The legal dispute dates to October 2013 when the Labor Ministry notified the group, with some 53,000 members as of 2014, that it was no longer recognized as a legal organization due to the union’s repeated refusal to deny membership to nine fired teachers.
Judges said the government’s decision was unlawful as the enforcement ordinance the government cited for delegalizing the group is unconstitutional for “fundamentally restricting labor´s three primary rights” for organization, collective bargaining and collective action.
“Outlawing the union is not a simple deprivation of its position. It is tantamount to denying its existence” Chief Justice Kim Myeong-su said while delivering verdict.
Following the ministry’s notification in 2013, the union immediately filed a motion of injunction, requesting the suspension of effectiveness of its delegalization, in which courts ruled in favor of the group to retain legal status temporarily.
But the union faced a series of setbacks in following key legal battles, including a landmark ruling in June 2014 by the Seoul High Court that approved the government’s decision for outlawing the KTU. An appeal court also upheld the lower court’s ruling in 2016.
Losing the legal trade union status had dealt a great blow to the group, including preventing it from using the title “labor union” and engaging in negotiations with school authorities.
Founded in 1998, the teachers’ union became a legitimate organization the following year under the liberal government led by President Kim Dae-jung.
The KTU welcomed the Supreme Court’s ruling and called on the government and the judiciary to apologize for “state violence.”
“The administrations of (former presidents) Lee Myung-bak and Park Guen-hye suppressed the KTU by exercising all of their national power,” the group said.

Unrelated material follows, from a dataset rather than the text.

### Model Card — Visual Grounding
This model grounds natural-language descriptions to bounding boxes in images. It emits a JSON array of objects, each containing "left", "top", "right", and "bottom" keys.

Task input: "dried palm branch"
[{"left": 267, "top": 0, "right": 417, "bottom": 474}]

It also demanded to help teachers who were fired by their schools due to the government’s decision to get back to work.
Later in the day, the Labor Ministry said it would begin procedures to scrap the notification of the KTU’s delegalization as soon as possible.
Meanwhile, the Labor Ministry has been pushing for a revision of labor law to allow dismissed workers to join trade unions in a bid to ratify the International Labor Organization’s key rights convention.
The government submitted legal amendments to the National Assembly on June 30 that stipulate that trade unions be allowed to autonomously determine qualifications for union members.
If passed, the progressive union would be able to win back its legal status regardless of Thursday’s ruling.